The privacy-focused Monero blockchain has suffered a 51% assault, which means the community just isn’t managed by a single entity. XMR dropped simply shy of 9% after builders flagged the occasion.
On Aug. 12, Sergey Ivancheglo, recognized within the crypto neighborhood as “Come-from-Past” (CFB), claimed on X that Qubic had surpassed 51% of Monero’s community hash fee, saying:
“Appears like Qubic has achieved 51% over Monero, we’re ready for unbiased confirmations.”
Ledger CTO Charles Guillemet later confirmed the declare, stating that Qubic now controls most of Monero’s computing energy.
He famous:
“Different miners are left with no incentive to proceed, as Qubic can merely orphan any competing blocks, successfully turning into the only real miner.”
He warned that the group’s dominance may allow large-scale blockchain rewrites, double-spending, and transaction censorship.

Guillemet estimated the operation prices round $75 million per day however famous it may nonetheless be worthwhile, at the least within the quick time period.
The Ledger CTO concluded that the assault had allowed a smaller chain to overhaul a high 30 crypto tokens. He wrote:
“In impact, a $300 million market-cap chain is taking up a $6 billion one. Monero’s choices for restoration are restricted, and a full takeover is now doable and even seemingly.”
Nonetheless, CFB claimed that the takeover of the privacy-focused community was designed to organize it in opposition to future assaults of such nature.
In keeping with him:
“The Monero workforce is sharpening particulars of their 51% assault safety. Many accused us of being sponsored by 3-letter companies to assault this anon coin. What do you suppose now, after we has helped Monero to organize for its future fights in opposition to these companies.”
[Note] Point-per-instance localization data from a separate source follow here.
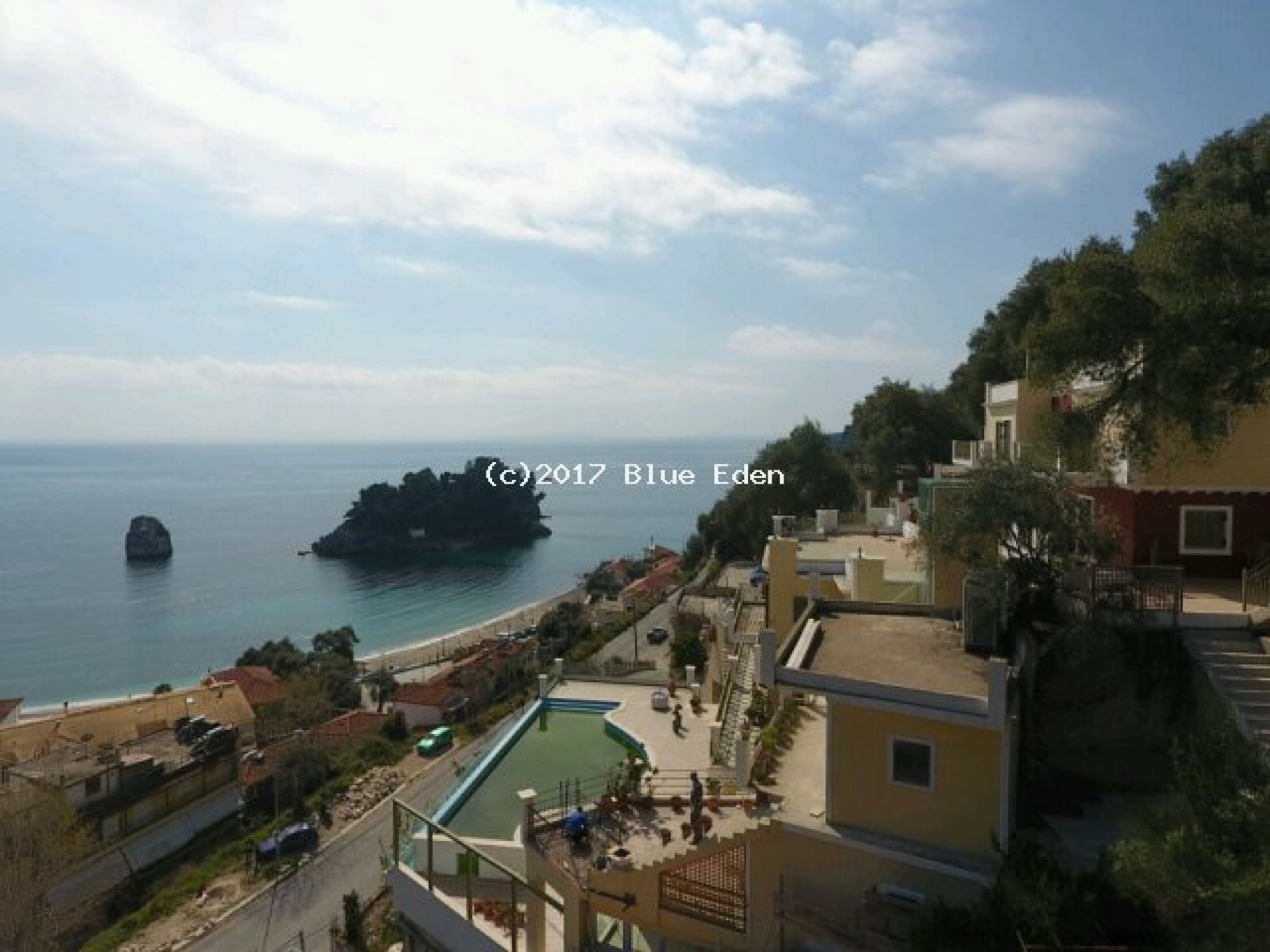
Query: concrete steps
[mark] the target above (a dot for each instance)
(1239, 668)
(684, 852)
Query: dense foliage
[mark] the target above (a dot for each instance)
(1179, 323)
(1028, 521)
(319, 684)
(901, 431)
(816, 478)
(434, 513)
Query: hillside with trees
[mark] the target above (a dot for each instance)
(816, 478)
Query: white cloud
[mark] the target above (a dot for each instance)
(416, 267)
(82, 397)
(1028, 142)
(881, 345)
(812, 268)
(911, 67)
(290, 303)
(841, 276)
(523, 120)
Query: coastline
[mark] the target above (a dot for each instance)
(418, 654)
(426, 653)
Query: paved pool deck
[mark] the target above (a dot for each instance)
(636, 715)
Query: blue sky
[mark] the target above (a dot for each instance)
(304, 221)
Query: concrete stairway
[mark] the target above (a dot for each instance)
(739, 703)
(1239, 667)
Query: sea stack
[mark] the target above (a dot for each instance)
(148, 541)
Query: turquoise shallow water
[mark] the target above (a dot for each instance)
(78, 623)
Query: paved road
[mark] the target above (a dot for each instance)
(312, 899)
(625, 644)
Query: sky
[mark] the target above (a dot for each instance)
(299, 220)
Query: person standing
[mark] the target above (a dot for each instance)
(697, 805)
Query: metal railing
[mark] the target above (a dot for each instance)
(1255, 586)
(1137, 588)
(976, 453)
(407, 823)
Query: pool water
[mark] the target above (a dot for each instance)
(557, 746)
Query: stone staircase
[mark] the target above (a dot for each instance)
(1239, 667)
(722, 837)
(739, 703)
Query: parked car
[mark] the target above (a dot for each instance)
(217, 742)
(297, 838)
(195, 729)
(438, 741)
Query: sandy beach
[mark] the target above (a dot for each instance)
(436, 649)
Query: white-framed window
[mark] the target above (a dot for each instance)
(1206, 530)
(912, 764)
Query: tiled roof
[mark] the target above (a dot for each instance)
(355, 724)
(110, 725)
(260, 685)
(432, 694)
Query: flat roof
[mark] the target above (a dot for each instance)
(901, 565)
(916, 652)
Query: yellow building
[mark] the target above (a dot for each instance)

How Qubic gained management of Monero
Qubic’s technique revolved round an incentive-driven “pay-to-switch” mining marketing campaign.
By providing considerably greater payouts than common Monero mining swimming pools, the Monero mining pool attracted sufficient contributors to surpass the 51% threshold.
Information from Chaos Labs exhibits Monero’s hash fee climbing to three.01 GH/s as miners chased rewards of $3.13 per day in comparison with $0.64 from customary swimming pools. Over the previous 30 days, Qubic’s exercise contributed to a 28% drop in XMR’s value over the previous month, whereas QUBIC tokens surged 57%.


In the meantime, Qubic’s mannequin additionally includes distributing half its mining earnings to taking part miners and utilizing the opposite half to buy and burn QUBIC tokens.
So, if the challenge mines 100% of Monero’s day by day blocks, it yields round 432 XMR, price roughly $118,000 at present costs, with $59,000 burned day by day.
Given Monero’s privateness focus, there may be some debate about whether or not Qubic actually achieved the 51% goal. The community’s construction makes it doable to obfuscate hashrate possession, although CFB, a developer at Qubic, confirmed the hashrate quota. Stealth hashrate gained’t present on public dashboards that label possession.